Das erste Kapitel meines Romans. "Der Turm" ist nur der vorläufige Titel, da das Buch noch nicht fertig ist.

1

Die meisten Menschen finden den Wald unheimlich. Wegen der Dunkelheit und der Stille wahrscheinlich,
oder weil sie denken es würde spuken. Will hielt das für Unsinn. Er mochte das
Rauschen der Bäume, das klang als würden sie sich miteinander unterhalten. Er mochte es, die Eichhörnchen zu beobachten, wie sie von Baum zu Baum huschten und immer wieder inne hielten um zu lauschen.                                                                                                        Doch daran war heute nicht zu denken. Mit klopfendem Herzen und

angehaltenem Atem
schlich sich Will zwischen den ausladenden Buchen hindurch und achtete darauf
nicht auf trockene Zweige zu treten und kein Geräusch zu machen. Er duckte sich
hinter jeden Busch und suchte mit den Augen die Umgebung ab, bevor er  zum nächsten Baum huschte. Zwischendurch,
wenn er sich sicherer fühlte rannte er ein Stück, weil er wusste, dass er
keinen besonders großen Vorsprung hatte. Mittlerweile konnte er vor Erschöpfung
kaum noch klar denken, doch seine Verfolger ließen ihm keine Zeit um Atem zu

schöpfen.
Vielleicht kam der Schwindel aber auch am Blutverlust, den der Pfeil
verursachte, der ihm im rechten Arm steckte.

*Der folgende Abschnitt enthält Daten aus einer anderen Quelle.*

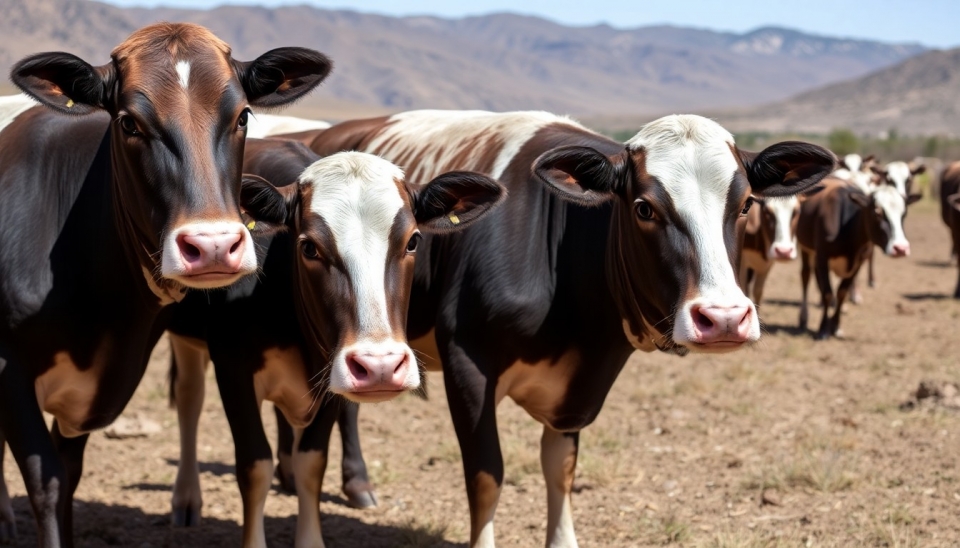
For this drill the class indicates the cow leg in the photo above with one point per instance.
(189, 361)
(8, 521)
(558, 458)
(822, 272)
(472, 402)
(842, 291)
(32, 446)
(805, 262)
(71, 455)
(252, 450)
(356, 482)
(284, 471)
(309, 462)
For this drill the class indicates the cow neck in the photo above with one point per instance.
(135, 236)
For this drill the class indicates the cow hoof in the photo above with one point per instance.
(360, 494)
(186, 516)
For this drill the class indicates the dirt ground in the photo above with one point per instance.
(791, 443)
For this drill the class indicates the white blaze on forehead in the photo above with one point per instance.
(183, 73)
(891, 202)
(899, 173)
(782, 210)
(356, 196)
(692, 159)
(442, 137)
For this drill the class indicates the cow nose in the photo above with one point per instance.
(378, 372)
(783, 252)
(722, 324)
(901, 250)
(205, 253)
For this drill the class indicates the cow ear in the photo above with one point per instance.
(64, 82)
(454, 200)
(581, 174)
(267, 203)
(787, 168)
(860, 199)
(282, 75)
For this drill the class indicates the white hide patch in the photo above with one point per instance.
(263, 125)
(12, 106)
(782, 210)
(889, 199)
(691, 157)
(441, 137)
(356, 196)
(898, 173)
(183, 73)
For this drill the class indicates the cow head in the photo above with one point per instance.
(179, 105)
(899, 175)
(357, 225)
(885, 209)
(681, 189)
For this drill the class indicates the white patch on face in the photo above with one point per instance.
(183, 73)
(691, 157)
(440, 137)
(891, 202)
(356, 196)
(783, 236)
(898, 173)
(12, 106)
(263, 125)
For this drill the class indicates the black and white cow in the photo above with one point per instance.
(599, 248)
(328, 311)
(116, 195)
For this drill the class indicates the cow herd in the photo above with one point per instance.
(521, 253)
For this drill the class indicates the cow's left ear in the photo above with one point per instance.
(787, 168)
(282, 75)
(267, 203)
(64, 82)
(581, 174)
(454, 200)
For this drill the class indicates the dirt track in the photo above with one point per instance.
(791, 443)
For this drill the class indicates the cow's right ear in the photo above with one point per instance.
(64, 82)
(581, 174)
(267, 203)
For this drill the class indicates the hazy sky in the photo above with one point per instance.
(934, 23)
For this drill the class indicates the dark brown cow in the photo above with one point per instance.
(599, 248)
(770, 236)
(950, 210)
(116, 195)
(837, 229)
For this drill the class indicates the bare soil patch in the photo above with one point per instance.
(792, 443)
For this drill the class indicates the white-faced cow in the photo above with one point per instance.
(599, 248)
(328, 311)
(838, 228)
(950, 209)
(116, 195)
(770, 236)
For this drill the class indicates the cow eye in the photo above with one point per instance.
(310, 250)
(644, 210)
(129, 125)
(414, 242)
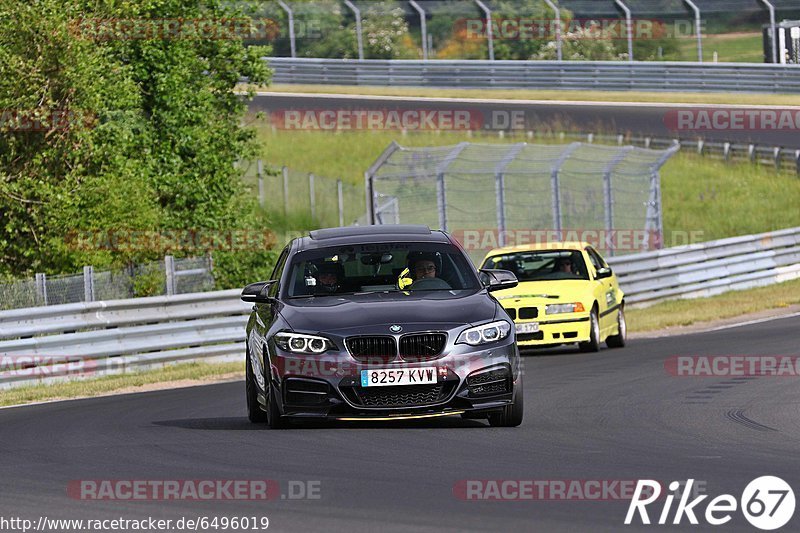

Den Schmerz spürte er nicht, dafür schoss ihm zu viel Adrenalin durch die Adern, aber mit dem Federschaft des
Pfeils verhedderte er sich zu oft in den herabhängenden Zweigen. Gerade als er stehenblieb, weil sich alles um ihn herum drehte, ließ ihn ein Knacken und ein lauter Ruf
zusammenzucken. Er schaffte es gerade noch hinter einen wilden Brombeerstrauch
zu springen, da brachen drei schwerbewaffnete Soldaten in Rüstung

aus dem
dichten Gestrüpp hervor, blieben stehen und rangen keuchend nach Atem. Einer
der drei, der größte, stützte sich auf sein gezogenes Schwert, die andern
ließen sich zu Boden fallen und wischten sich den Schweiß von der Stirn. „Der
kleine Bastard ist uns entwischt“, fluchte der Große und streckte unter lautem
Stöhnen den Rücken durch. „Für solche Verfolgungsjagden werd‘ ich langsam zu
alt!“                                                                             
„Ach was soll‘s“, meinte der zweite, ein junger Mann mit schwarzem Haar, das ihm in die
Stirn fiel. Er richtete sich auf, fuhr sich

mit der Rechten über eine hellrot
leuchtende Narbe auf der linken Wange und schlenderte zum Brombeergebüsch. „Hier
im Wald macht er’s eh nicht lang und zurück kann er ja wohl kaum! Außerdem hat
mein Pfeil ihn erwischt, hab ihn schreien hörn.“ Er lachte laut, doch seine
beiden Kameraden schauten ihn nur finster an. „Das hat doch keinen Sinn! Lasst
uns verschwinden, der ist doch schon über alle Berge“, meinte der Große, allem
Anschein nach der Anführer der drei. Der Schwarzhaarige stopfte sich noch

eine
Handvoll Beeren in den Mund, sodass der Saft ihm das Kinn herunterlief, dann
folgte er den andern beiden, die sich mit ihren Schwertern den Weg durch die
Sträucher bahnten. „Wir sagen einfach, dass keiner überlebt hat“, grölte der
dritte und schlug dem Dunkelhaarigen auf die Schulter. „Schnauze!“, brüllte der
Anführer, dann trat Stille ein.

Will lag mit zugekniffenen Augen hinter den Brombeeren und versuchte krampfhaft sein Keuchen zu
unterdrücken. Mit auf den Mund gepresster Faust, richtete er sich langsam

auf,
ließ sich aber stöhnend wieder zu Boden sinken, als er den rechten Arm
belastete. Nachdem Will bis drei gezählt hatte und sein Atem sich einigermaßen
beruhigt hatte, kam er wieder auf die Füße und spähte durch das Gebüsch.
Niemand war mehr zu sehen, doch sicherheitshalber wartete er noch einen Moment,
bevor er sich traute aus seinem Versteck herauszukommen.                                                                            
Den Pfeil brach er am Schaft ab, damit er sich besser bewegen konnte.
Inzwischen brannte die Wunde wie Feuer und Will verzog schmerzhaft das

Gesicht.
Wie sollte er die Pfeilspitze jemals herausbekommen? Der Arm würde steif werden
oder noch schlimmer, er würde Wundbrand bekommen und sterben. Will bog mit der
unverletzten Linken die Brombeeräste auseinander ohne die Dornen zu bemerken,
die ihm in die Hand stachen. Gerade wollte er hindurch schlüpfen, da traf ihn
ein wuchtiger Schlag am Hinterkopf und die Welt wurde schwarz.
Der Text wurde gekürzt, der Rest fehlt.